1. As a library (recommended for product repos)
Add the apps you need to INSTALLED_APPS and wire URLs/commands in your Django project. Set **DJANGO_SETTINGS_MODULE** to your project’s settings module (not migration_workbench.settings) in production. Depend on a released version, e.g. migration-workbench>=0.1.0,<1.

2. Scaffold a new product repo
From a sibling checkout of this repo:

make new-product PRODUCT=my-product   # writes ../my-product; git init + initial commit

Then cd ../my-product && make install && make migrate && make check.
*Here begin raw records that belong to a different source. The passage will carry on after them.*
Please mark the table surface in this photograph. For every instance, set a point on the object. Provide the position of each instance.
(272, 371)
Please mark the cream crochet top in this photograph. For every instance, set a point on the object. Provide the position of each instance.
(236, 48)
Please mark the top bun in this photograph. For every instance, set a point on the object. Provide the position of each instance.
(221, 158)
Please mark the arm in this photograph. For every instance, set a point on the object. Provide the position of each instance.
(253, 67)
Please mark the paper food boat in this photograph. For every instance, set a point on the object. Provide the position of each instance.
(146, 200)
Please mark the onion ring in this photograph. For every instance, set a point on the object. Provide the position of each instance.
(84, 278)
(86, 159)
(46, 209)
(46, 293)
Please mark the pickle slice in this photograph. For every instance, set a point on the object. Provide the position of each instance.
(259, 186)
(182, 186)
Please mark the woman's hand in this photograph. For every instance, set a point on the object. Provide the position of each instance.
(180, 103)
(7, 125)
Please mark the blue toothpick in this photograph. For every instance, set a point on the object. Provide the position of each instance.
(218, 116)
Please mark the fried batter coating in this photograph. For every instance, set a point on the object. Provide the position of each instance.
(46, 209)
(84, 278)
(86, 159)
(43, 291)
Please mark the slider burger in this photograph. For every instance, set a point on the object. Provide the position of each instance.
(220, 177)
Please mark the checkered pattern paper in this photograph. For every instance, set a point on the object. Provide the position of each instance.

Local make install matches the Dockerfile: the product package is editable (pip install -e .) and migration-workbench comes from PyPI via pyproject.toml. The scaffold also includes backend/, Makefile, scripts/entrypoint_product.sh, SQLite/Fly-aligned settings (SQLITE_PATH, /healthz, WAL pragmas), and starter docs. Initial commit uses a local author identity when none is configured; git must be on PATH. Use --output-dir / --force on scripts/new_product.py for non-default paths.

3. Develop the chassis (this repo)
Clone, editable install, run the full gate:

python3 -m venv .venv
.venv/bin/pip install -e ".[dev]"
. ./.env.example   # or create .env
.venv/bin/python manage.py migrate
make chassis-gate

Quickstart (PyPI)

python3 -m venv .venv
.venv/bin/pip install "migration-workbench[dev]"   # omit [dev] if you skip pytest/black

Use wb on your PATH, or import apps (connectors, profiler, importer, workbook, deployment, …). For consumer repos installing the chassis next to your code: pip install -e ../migration-workbench — see profiler/README.md for profiling commands and importer/README.md for import authoring.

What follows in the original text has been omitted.